Christ had prophesied of His rising from the dead during his Earthly ministry, yet His disciples couldn’t fully grasp what He meant until after His Resurrection. Imagine the joy they must have felt when He appeared to them then. They saw for themselves that “He has risen, as he said,” as we read in Matthew’s Gospel (28:6) and in the Regina Coeli above!

In addition, when Jesus said to St. John while on the cross “Behold, your Mother” (John 19:27), He was referring to Mary not just as the beloved disciple's mother but as the mother of all Christians, that is to say  our mother as well, as has been noted by theologians over the centuries. We can thank our Blessed Mother for her crucial role in our salvation as our mediator with Him.

As St. Bernard once said “the Eternal Father, wishing to show all the mercy possible, besides giving us Jesus Christ, our principal advocate with Him, was pleased to give us Mary, as our advocate with Jesus.” And in the words of St. Augustine, because Mary gave “flesh to the divine Word,” as the Mother of God, for our redemption, “she is more powerful than all others to help us gain eternal life.”

Although she is Queen of Heaven, the Blessed Virgin Mary is by no means aloof! St. Alphonsus Liguori, in his famous work The Glories of Mary, quotes Blessed Amadeus as saying “our Queen is constantly before the Divine Majesty, interceding for us with her most powerful prayers.”

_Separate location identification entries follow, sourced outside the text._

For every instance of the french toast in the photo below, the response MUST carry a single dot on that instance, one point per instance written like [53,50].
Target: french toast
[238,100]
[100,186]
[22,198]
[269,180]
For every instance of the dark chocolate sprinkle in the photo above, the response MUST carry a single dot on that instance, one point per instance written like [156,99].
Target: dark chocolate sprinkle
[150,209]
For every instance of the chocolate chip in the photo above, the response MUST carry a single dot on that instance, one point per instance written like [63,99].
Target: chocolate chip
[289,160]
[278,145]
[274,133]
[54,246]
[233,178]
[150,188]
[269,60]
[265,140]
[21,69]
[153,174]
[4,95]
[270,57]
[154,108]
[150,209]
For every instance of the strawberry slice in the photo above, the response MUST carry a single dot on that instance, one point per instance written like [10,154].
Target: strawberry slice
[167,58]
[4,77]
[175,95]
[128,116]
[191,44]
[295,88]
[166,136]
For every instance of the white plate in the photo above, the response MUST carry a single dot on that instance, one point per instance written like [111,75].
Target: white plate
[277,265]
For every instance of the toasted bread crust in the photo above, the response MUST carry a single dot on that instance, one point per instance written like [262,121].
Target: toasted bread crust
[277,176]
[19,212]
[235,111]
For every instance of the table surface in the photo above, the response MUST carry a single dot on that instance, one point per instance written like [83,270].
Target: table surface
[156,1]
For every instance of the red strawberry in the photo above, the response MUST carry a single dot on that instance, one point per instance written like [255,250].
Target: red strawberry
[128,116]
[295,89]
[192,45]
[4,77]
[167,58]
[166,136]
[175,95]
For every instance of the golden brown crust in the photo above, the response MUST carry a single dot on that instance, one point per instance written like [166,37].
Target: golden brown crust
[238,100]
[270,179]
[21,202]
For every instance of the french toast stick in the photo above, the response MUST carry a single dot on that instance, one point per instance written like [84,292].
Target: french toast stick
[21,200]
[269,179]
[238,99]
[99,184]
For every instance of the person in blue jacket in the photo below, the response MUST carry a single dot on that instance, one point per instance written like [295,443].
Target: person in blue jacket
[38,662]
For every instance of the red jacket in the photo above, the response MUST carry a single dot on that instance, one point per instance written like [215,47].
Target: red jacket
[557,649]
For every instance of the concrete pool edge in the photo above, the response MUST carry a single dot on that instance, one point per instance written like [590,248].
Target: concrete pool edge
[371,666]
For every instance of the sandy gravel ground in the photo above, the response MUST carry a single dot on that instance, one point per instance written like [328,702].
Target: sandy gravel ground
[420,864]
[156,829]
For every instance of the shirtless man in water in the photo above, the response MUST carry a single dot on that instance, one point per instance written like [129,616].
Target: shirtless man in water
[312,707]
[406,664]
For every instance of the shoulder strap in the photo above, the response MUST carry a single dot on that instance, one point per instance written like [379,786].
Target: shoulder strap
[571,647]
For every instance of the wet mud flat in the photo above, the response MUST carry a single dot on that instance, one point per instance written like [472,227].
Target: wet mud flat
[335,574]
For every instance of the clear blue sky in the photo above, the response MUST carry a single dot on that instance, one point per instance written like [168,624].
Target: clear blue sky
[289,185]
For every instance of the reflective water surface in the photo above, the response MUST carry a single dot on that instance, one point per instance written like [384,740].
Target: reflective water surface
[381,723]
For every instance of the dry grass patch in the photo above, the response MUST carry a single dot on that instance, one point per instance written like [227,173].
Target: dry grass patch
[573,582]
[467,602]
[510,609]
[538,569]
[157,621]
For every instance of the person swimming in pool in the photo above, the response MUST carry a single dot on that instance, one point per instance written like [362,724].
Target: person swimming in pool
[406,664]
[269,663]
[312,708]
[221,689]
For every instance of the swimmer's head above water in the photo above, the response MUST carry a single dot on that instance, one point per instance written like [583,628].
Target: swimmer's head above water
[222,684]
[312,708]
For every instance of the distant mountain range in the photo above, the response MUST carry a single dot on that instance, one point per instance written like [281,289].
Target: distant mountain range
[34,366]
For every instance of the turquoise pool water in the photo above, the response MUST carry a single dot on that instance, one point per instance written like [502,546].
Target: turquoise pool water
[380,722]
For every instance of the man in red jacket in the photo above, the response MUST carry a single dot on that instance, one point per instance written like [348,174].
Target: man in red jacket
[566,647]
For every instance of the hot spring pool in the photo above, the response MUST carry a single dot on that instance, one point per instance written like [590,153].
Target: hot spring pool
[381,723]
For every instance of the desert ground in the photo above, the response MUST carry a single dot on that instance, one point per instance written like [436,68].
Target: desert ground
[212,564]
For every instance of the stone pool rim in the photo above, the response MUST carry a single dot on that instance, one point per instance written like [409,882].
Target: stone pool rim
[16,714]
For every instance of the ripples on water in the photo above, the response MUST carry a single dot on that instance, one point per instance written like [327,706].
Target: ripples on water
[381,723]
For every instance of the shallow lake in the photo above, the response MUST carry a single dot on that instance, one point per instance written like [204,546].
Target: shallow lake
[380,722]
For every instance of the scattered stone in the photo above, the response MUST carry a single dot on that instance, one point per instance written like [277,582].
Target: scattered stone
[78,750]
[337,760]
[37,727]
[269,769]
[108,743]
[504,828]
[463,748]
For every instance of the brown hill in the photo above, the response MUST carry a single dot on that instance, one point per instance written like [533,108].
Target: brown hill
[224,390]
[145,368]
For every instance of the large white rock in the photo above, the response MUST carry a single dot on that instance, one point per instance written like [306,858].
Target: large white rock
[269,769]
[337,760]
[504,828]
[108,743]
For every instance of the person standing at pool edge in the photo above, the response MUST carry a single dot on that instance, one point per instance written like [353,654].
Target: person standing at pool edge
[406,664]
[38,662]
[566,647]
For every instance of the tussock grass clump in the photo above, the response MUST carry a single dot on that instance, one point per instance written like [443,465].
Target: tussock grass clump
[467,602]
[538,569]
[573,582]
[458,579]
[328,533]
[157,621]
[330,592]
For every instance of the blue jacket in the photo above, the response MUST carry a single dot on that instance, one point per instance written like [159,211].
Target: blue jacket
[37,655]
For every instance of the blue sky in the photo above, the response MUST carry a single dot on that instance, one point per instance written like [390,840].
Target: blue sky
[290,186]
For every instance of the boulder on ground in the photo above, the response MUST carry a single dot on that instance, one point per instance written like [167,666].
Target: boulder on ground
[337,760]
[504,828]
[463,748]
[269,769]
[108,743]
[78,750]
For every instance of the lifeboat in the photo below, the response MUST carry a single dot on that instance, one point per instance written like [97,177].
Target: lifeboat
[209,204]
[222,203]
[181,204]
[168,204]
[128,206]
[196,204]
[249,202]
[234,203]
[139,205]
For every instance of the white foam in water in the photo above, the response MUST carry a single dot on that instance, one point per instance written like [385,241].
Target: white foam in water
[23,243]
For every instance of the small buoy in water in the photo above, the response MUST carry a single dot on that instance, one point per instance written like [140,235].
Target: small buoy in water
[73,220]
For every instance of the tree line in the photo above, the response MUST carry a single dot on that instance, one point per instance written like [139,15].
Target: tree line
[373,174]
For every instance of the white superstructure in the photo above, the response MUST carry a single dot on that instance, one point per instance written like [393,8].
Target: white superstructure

We can always count on her assistance with the graces we need for our journey towards heaven if we approach her in prayers such as the Hail Mary, the Memorare, Hail Holy Queen, and the Regina Coeli with love and contrition for our sins.

Keep in mind that in our prayers to Mary, we are not worshipping her instead of our Lord but rather worshipping Him through her, as many theologians, such as St. Alphonus and St. Louis de Montfort have stressed in their writings.

Along these lines, speaking of rejoicing, as we do in this prayer, as St. Ambrose once said, “let the soul of Mary be in each of us to magnify the Lord, and the spirit of Mary be in each of us to rejoice in God!”